No, uh, they're not. The concepts are pretty simple actually. Anything with a direction and magnitude. That's all there is to a vector. They have a few quirks though. Let me explain. First of all, let's consider a 2D plane (you won't be needing 3D vectors in EE). It's your usual Cartesian plane. You have two axes, called $x$ and $y$ by convention. $x$ being horizontal, and the other one being vertical. In this plane if I were to represent a vector, it would be a line segment of any length that's equal or is proportional to the magnitude of whatever quantity is being measured here, and its direction. So, they're like lines? Well, kinda, but not really. A lot of their properties involve lines and triangles, but they're not lines or triangles. A better description would be an arrow. That;s probably the best way to describe it - an arrow. In fact, we even represent vectors like this $\vec{A}$. A vector will start from any point on the plane, and terminate at some other point, but the vector doesn't need those points to be given. They can be arbitrary, but the vector remains the same. So a vector that points to north, has a magnitude of 1, and is same regardless of whether it starts from $(0, 0)$ and ends on $(0, 1)$, or $(10, 10)$ and $(10, 11)$. This is also where one of their most important properties come from - parallel vectors with the same magnitude are equal. It doesn't matter where they are, as long as their directions and magnitude are equal. Vectors are also said to be made up of components, it's a slightly harder concept, but in the same way that you can describe line segments, vectors can also be describe, just it's the change in each of the corresponding axes. Let's look at the above two examples -
For $(0, 0)$ and $(0, 1)$
$$\Delta x = x_2 - x_1 = 0 - 0 = 0$$
$$\Delta y= y_2 - y_1 = 1 - 0 = 1 $$
Btw, $\Delta$ is just a symbol denoting change in something.
We have the components of this vector, and now we need to represent them. There are two ways -
$\vec A = 0\cdot \hat x + 1\cdot \hat y$
or simply,
$\vec A = <0, 1>$
If you try this for the other example, you should get the same result. Try it out.
Also,
$|\vec A| = A = \sqrt{x^2 + y^2}$
Try deriving this on yourself. It only need Pythagoras' theorem.
Operations on Vectors:
As I said before, this is not exhaustive, in fact, it's a very basic primer. So, not everything will be here.
Addition
Vectors can be added quite simply. You just take their components and add them -
$$\vec A = <x_1, y_1> \space \space \space \vec B = <x_2, y_2>$$
$$\vec A + \vec B = <x_1 + x_2, y_1 + y_2>$$
As for the magnitude -
$$|\vec A + \vec B| = \sqrt{A^2 + B^2 + 2\cdot AB \cdot cos(\theta)}$$
where $\theta$ is the angle between both vectors. This is harder to derive. and uses a trigonometric concept called "the law of cosines". Not really something needed for EE, so I won't be teaching any of that.
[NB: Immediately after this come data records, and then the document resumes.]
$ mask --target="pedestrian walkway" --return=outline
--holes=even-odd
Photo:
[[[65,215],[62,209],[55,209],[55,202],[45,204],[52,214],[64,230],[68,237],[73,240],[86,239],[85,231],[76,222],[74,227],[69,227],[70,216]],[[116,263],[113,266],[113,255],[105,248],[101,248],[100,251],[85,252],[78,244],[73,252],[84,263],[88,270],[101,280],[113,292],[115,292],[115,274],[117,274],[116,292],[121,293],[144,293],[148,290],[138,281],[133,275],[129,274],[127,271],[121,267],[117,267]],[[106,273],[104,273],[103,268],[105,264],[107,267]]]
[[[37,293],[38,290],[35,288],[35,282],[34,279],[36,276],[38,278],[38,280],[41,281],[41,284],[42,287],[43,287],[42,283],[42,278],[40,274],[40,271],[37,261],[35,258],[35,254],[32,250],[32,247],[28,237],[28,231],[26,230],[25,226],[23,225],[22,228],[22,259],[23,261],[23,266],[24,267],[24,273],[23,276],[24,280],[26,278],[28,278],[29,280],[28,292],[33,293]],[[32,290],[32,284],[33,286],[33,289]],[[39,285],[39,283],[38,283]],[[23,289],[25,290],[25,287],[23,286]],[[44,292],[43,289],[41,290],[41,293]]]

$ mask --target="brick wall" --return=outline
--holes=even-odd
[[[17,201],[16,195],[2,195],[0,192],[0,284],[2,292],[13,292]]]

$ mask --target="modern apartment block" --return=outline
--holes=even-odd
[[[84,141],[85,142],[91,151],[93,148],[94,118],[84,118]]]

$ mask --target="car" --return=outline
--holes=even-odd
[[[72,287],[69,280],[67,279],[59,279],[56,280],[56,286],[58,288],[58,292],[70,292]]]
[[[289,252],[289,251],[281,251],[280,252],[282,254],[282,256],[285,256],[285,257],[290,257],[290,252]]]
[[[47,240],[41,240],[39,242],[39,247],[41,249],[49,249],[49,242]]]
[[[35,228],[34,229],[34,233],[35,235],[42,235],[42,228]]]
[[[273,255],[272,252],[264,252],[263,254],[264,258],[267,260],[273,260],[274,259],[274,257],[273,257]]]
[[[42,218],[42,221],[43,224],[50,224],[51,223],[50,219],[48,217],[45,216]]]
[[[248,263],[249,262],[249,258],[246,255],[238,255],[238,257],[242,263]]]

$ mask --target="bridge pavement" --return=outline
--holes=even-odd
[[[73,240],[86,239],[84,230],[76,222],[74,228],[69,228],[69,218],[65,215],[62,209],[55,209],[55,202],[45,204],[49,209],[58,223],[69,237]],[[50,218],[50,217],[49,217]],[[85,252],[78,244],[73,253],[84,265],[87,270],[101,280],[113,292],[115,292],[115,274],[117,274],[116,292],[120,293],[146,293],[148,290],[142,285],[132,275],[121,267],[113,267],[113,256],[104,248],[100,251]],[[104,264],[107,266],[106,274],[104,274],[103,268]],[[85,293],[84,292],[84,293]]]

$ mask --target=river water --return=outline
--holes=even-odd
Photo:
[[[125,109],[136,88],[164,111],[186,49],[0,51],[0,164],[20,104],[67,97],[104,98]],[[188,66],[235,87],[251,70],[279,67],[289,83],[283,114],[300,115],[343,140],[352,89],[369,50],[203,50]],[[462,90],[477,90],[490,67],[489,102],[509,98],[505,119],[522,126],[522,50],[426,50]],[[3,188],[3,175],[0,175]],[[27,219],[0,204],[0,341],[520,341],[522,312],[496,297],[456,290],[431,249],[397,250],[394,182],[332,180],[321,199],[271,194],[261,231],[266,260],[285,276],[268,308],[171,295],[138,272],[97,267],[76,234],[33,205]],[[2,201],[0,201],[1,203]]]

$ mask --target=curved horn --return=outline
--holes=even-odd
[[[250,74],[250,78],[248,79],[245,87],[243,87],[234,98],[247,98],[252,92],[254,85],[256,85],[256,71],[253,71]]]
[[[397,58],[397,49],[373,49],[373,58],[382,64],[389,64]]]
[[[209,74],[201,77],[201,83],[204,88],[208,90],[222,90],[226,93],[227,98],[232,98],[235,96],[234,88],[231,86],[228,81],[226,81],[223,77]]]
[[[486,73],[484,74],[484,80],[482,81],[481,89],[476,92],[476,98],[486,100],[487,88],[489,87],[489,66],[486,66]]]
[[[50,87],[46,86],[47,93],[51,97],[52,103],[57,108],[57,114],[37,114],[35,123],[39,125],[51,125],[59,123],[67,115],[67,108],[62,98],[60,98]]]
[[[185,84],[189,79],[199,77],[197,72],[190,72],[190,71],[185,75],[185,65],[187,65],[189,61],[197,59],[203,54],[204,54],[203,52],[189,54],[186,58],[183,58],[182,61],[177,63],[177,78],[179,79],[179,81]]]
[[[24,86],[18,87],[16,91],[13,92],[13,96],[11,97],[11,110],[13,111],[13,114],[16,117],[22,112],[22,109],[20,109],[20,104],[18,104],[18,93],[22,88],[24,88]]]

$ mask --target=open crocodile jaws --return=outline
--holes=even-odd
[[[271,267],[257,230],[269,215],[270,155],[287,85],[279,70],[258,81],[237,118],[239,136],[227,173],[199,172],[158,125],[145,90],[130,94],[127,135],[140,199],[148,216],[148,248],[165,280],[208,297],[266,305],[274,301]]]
You can and should look it up if you're interested, or PM me if you want a separate lesson to be posted on that. Subtraction is defined the same way, just substitute $\vec B$ for $-\vec B$.
Scalar Multiplication
This is probably the easiest property of all things. When there's a scalar (a number belonging to $\Bbb {R, Z} etc$) you simply multiply the magnitude, or each of the components by that number, and that's it. That's also why $\vec B$ = $-\vec B$ works.
And that's it. This is all you need. Good day good sirs (no I won't say madam, because its stupid, and I'm lazy. I'm not changing habits because some guy on the internet tells me to do it).